In this prominent location, Ngaalim-Ngalimboorro Ngagenybe (From my women) frames the National Portrait Gallery’s collection through a lens of contemporary portraiture, inviting the viewer to consider the underlying ideologies of the genre. Portraiture comes from a western tradition of representation and expression, and its conventions are historically informed by western notions of identity and personhood. While some artists actively challenge the conventions of portraiture and stereotypes through their practice, Purdie’s approach to portrait-making quietly expands the genre.
Ngaalim-Ngalimboorro Ngagenybe was created for the 2018 exhibition So Fine: Contemporary women artists make Australian history, in which curators Sarah Engledow and Christine Clark invited ten artists to reflect on and reinterpret Australian history through contemporary portraiture. In September 2019 the self-portrait was acquired for the Portrait Gallery’s collection, an acknowledgment of Purdie’s personal history as a crucial part of the Australian experience, and one that will become increasingly important in the national conversation around cultural life and national identity. This landmark addition to the collection enhances the Gallery’s capacity to engage with Aboriginal ways of seeing and understanding the world, as well as making an important contribution to the genre of portraiture more broadly.

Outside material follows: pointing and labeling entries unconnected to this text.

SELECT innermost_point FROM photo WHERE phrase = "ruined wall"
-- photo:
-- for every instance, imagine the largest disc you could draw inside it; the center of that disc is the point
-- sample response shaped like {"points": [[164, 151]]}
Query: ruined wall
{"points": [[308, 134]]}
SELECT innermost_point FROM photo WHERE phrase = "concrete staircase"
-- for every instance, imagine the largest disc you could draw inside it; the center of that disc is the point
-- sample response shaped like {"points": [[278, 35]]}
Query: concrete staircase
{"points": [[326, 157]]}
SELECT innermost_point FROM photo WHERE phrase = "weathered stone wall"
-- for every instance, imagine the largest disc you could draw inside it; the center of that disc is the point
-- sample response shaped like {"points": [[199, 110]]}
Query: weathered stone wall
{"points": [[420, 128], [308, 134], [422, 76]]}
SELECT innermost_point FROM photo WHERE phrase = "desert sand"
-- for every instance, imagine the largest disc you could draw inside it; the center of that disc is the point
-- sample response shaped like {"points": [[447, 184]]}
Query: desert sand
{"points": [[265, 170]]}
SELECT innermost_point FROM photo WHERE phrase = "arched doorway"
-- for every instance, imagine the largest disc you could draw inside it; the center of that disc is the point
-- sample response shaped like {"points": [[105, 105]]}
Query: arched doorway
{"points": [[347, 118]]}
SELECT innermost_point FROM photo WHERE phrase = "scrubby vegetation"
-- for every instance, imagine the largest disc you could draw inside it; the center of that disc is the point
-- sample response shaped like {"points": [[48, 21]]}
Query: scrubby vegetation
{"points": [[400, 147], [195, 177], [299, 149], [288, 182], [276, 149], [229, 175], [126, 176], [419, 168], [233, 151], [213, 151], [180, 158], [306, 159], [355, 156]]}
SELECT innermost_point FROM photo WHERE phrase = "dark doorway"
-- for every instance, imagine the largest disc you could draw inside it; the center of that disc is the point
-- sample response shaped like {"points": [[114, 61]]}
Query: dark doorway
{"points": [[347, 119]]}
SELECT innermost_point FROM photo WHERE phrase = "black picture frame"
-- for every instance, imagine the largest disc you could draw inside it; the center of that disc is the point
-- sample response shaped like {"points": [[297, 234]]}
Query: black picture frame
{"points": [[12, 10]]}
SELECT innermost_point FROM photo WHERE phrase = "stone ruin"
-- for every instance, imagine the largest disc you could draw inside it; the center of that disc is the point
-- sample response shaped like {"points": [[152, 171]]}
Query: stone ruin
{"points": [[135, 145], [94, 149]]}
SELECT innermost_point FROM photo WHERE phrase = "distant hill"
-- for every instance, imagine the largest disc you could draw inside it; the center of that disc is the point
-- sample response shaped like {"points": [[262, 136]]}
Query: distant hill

Interrogating portraiture and supporting artists to challenge its boundaries is one of the responsibilities of a national portrait gallery. Inaugural National Portrait Gallery Director Andrew Sayers described the unique position in relation to Australian identity, stating, ‘National portrait galleries have been traditionally predicated on the idea that identity can be equated with individuality. In Australia, however, we have Indigenous traditions in which identity is actually lodged somewhere else – in relationships and in people’s relationships to land.’
In Ngalim-Ngalimbooroo Ngagenybe, Shirley Purdie pays homage to the women in her family, representing herself through their collective knowledge, culture and values. Her self-portrait depicts someone who has lived a storied life, shaped by land, family, law, ceremony and language. Unlike a traditional western portrait, these significant women are represented through their relationships and their stories rather than their physical appearance.